Torric’s heat flares behind me. I feel his rage through the bond — hot and sharp and barely leashed.
“Touch her and I’ll burn you where you stand,” he growls.
Alekir doesn’t even look at him.
“The Berserker speaks.” There’s something almost fond in his tone. Almost pitying. “Such fire. Such loyalty. Suchpredictability.”
The wind dies.
Just like that — one second it’s tearing at us, the next it’s gone. The air goes still and heavy, pressing against my ears like we’ve sunk underwater.
Alekir’s doing. Has to be.
“Better,” he says. “Now we can have a proper conversation.”
A flash of light behind him.
Alenya materializes out of thin air, stumbling slightly, her perfect composure cracked around the edges. Callum’s unconscious body drops beside her, hitting the snow with a dull thump.

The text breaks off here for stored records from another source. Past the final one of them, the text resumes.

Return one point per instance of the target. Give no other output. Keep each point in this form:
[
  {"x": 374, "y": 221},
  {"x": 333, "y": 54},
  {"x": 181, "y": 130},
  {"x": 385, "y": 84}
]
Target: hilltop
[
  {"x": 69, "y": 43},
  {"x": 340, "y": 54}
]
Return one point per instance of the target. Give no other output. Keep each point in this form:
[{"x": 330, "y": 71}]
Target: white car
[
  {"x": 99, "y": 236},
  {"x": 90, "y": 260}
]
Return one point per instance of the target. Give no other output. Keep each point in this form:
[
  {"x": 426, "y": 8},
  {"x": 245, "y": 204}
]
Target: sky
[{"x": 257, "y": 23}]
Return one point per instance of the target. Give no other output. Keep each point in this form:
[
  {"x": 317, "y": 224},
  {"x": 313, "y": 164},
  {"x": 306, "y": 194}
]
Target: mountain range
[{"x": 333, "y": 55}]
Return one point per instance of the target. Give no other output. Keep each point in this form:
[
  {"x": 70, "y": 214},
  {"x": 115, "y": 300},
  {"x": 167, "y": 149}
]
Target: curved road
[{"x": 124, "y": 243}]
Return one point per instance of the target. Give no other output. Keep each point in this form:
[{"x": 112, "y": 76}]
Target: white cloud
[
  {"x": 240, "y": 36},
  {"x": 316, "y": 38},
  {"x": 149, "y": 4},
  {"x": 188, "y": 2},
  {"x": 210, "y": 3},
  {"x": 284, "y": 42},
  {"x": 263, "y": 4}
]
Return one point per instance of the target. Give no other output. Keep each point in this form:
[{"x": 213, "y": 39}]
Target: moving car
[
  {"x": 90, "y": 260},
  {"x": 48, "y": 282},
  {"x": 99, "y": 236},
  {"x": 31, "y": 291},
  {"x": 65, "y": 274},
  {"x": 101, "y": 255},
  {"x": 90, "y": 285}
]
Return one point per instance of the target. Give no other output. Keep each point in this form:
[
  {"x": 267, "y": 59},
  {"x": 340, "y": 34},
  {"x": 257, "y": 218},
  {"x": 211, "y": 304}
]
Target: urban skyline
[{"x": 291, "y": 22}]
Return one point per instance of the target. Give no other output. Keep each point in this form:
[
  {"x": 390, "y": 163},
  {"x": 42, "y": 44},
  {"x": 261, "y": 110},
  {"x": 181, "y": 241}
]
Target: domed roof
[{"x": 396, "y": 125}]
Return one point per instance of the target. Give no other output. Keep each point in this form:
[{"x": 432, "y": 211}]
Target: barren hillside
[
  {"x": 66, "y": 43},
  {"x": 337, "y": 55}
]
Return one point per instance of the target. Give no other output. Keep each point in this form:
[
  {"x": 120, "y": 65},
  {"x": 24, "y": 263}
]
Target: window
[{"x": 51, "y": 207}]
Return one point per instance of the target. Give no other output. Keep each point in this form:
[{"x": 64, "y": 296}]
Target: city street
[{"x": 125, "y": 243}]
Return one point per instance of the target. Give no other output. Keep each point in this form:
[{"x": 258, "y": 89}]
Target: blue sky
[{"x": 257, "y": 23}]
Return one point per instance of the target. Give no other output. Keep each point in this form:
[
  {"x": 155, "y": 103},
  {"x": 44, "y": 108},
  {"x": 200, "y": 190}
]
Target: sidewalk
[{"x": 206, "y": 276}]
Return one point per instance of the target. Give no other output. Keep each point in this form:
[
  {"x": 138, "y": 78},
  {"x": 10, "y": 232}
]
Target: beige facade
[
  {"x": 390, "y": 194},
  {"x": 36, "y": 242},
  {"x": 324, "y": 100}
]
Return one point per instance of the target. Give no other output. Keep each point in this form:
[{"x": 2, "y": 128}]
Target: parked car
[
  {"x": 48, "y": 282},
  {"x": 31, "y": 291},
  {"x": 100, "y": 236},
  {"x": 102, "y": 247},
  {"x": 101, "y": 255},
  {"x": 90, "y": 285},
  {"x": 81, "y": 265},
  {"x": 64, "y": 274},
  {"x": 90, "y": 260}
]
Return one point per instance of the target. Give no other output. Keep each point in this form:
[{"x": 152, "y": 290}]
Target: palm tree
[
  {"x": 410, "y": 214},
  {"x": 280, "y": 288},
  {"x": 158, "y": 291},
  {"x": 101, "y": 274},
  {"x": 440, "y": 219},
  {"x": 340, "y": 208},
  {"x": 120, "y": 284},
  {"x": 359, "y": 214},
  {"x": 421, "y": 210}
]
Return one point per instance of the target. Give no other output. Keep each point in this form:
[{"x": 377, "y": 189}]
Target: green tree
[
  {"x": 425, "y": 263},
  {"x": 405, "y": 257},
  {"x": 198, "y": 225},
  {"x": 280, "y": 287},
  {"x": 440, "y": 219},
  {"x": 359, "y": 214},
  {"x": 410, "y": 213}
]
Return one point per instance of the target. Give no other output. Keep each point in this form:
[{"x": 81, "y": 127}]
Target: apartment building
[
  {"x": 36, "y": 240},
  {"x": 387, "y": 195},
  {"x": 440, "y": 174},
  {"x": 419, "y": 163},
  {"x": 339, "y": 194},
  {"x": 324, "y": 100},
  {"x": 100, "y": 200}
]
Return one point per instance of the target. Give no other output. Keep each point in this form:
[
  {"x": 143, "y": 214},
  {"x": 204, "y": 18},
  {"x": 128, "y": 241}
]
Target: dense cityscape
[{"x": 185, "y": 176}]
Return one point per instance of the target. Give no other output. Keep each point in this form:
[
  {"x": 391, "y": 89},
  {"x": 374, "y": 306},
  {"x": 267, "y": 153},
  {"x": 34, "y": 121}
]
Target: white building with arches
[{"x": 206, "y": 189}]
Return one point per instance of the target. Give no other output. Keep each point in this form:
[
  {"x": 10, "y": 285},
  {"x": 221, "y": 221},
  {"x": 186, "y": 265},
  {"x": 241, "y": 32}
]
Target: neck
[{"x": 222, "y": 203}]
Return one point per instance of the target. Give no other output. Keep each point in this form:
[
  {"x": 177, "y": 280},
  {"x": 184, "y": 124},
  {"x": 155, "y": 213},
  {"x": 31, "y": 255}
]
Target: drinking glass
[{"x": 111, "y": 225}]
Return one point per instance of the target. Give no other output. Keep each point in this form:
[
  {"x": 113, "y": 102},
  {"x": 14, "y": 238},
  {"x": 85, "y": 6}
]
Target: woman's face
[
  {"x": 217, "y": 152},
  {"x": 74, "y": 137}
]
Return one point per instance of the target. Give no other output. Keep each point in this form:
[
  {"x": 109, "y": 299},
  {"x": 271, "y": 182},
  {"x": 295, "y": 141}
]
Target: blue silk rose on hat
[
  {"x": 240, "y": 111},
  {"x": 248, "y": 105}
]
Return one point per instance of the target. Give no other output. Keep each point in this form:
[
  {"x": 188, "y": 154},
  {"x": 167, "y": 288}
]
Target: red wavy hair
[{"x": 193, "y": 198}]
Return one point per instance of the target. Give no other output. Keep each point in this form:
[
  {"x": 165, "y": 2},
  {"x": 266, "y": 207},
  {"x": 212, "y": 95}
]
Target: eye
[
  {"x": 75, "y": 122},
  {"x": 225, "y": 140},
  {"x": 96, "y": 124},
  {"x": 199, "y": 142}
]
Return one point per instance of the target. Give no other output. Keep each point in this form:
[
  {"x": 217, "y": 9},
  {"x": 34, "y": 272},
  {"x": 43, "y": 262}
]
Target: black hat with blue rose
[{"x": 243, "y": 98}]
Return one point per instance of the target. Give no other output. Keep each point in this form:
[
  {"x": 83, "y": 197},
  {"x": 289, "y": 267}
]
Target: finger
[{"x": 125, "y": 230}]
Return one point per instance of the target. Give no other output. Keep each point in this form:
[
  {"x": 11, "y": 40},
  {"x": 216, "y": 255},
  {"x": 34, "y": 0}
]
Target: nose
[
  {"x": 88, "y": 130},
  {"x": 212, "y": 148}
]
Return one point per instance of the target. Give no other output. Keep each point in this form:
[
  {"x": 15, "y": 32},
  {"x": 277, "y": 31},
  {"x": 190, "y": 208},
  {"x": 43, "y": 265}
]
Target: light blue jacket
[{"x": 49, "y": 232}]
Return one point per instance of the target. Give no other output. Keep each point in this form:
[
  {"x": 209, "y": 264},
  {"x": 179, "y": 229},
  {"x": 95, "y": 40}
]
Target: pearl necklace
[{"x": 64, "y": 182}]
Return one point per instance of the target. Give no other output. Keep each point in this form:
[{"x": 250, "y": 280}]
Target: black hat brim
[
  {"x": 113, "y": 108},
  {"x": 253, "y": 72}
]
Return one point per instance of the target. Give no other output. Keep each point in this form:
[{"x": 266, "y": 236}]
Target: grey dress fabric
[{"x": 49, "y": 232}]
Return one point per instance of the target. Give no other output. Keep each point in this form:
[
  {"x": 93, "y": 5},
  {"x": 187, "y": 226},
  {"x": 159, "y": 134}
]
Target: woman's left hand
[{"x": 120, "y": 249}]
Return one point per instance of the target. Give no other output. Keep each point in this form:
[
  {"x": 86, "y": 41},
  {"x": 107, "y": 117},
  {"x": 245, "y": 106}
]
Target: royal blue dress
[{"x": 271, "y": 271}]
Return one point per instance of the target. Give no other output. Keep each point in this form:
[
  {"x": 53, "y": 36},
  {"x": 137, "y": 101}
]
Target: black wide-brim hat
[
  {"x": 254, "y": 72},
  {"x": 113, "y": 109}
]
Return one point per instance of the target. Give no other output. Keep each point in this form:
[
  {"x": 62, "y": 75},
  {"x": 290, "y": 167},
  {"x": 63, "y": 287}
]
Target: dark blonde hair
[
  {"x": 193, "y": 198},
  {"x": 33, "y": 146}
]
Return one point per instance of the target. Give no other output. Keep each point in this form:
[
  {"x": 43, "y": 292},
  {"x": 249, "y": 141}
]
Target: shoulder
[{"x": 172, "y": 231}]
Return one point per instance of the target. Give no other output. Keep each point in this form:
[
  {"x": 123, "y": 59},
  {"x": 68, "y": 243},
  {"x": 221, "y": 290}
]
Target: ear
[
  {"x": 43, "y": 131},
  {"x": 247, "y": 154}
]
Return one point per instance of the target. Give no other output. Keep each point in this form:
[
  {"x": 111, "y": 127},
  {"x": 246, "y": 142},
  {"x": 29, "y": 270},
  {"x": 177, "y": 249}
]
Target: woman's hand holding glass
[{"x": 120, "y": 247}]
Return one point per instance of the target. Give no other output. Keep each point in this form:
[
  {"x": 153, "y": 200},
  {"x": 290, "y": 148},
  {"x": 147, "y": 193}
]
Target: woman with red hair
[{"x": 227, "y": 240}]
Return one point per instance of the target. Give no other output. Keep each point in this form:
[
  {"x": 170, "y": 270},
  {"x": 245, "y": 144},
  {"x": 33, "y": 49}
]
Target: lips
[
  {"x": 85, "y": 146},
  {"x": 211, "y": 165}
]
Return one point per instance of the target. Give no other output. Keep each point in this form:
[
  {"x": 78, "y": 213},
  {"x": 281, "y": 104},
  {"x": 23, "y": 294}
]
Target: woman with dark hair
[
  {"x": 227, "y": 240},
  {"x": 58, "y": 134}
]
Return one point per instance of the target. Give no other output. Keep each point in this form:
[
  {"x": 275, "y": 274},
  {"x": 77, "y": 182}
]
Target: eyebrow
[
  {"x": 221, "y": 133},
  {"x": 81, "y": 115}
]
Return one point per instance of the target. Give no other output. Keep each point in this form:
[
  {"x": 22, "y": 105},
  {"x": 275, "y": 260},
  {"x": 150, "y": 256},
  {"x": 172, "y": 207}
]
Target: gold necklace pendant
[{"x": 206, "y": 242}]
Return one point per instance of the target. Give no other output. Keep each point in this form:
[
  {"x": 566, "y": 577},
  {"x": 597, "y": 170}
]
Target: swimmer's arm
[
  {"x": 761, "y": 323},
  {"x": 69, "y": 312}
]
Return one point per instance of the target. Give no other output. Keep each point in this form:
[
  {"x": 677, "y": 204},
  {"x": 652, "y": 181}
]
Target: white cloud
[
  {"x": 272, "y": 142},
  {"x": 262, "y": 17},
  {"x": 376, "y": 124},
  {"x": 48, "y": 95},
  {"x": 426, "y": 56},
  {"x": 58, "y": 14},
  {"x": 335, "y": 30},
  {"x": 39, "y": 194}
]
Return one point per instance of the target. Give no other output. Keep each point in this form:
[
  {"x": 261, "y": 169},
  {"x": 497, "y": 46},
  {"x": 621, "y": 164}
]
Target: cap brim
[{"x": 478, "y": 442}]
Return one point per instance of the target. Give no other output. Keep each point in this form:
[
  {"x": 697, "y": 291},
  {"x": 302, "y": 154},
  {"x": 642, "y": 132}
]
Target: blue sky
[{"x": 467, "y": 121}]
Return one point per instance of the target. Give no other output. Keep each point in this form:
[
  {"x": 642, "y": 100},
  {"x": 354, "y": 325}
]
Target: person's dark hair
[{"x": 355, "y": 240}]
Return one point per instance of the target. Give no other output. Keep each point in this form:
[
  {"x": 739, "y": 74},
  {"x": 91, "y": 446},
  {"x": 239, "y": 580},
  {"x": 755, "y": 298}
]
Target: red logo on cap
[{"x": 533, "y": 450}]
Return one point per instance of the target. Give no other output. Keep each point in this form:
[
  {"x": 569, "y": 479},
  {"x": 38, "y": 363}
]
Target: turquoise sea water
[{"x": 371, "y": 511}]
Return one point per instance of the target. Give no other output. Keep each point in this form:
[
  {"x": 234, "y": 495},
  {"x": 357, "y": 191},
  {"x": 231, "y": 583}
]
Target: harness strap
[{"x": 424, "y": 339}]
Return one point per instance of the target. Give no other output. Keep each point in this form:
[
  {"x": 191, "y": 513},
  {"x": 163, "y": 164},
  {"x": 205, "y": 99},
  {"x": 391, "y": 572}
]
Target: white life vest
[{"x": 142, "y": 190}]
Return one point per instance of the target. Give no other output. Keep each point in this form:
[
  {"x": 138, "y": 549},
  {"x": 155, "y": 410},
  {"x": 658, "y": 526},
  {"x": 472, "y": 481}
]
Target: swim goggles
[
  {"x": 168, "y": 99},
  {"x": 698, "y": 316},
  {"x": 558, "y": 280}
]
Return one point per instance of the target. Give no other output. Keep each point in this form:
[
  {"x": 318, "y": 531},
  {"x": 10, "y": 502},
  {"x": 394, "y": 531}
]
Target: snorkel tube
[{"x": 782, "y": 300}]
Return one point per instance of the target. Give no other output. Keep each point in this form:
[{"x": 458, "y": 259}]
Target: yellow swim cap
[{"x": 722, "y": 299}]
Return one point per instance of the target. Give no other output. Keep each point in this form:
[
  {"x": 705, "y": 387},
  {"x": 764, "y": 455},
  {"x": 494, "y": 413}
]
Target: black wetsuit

“They teleported exactly as instructed,” she says, breathless. Trying to recover her poise. “I ensured it personally.”
Alekir doesn’t acknowledge her.
“My lord.” Alenya steps forward, urgent now. “The Luthar boy — his magic has changed. The corruption is—”
“Enough.”
One word. Quiet. Absolute.
Alenya’s mouth snaps shut.
“You have served your purpose.” Alekir still hasn’t looked at her. His attention is fixed on me — I can feel it like a physical weight, even though I can’t see his eyes. “Leave.”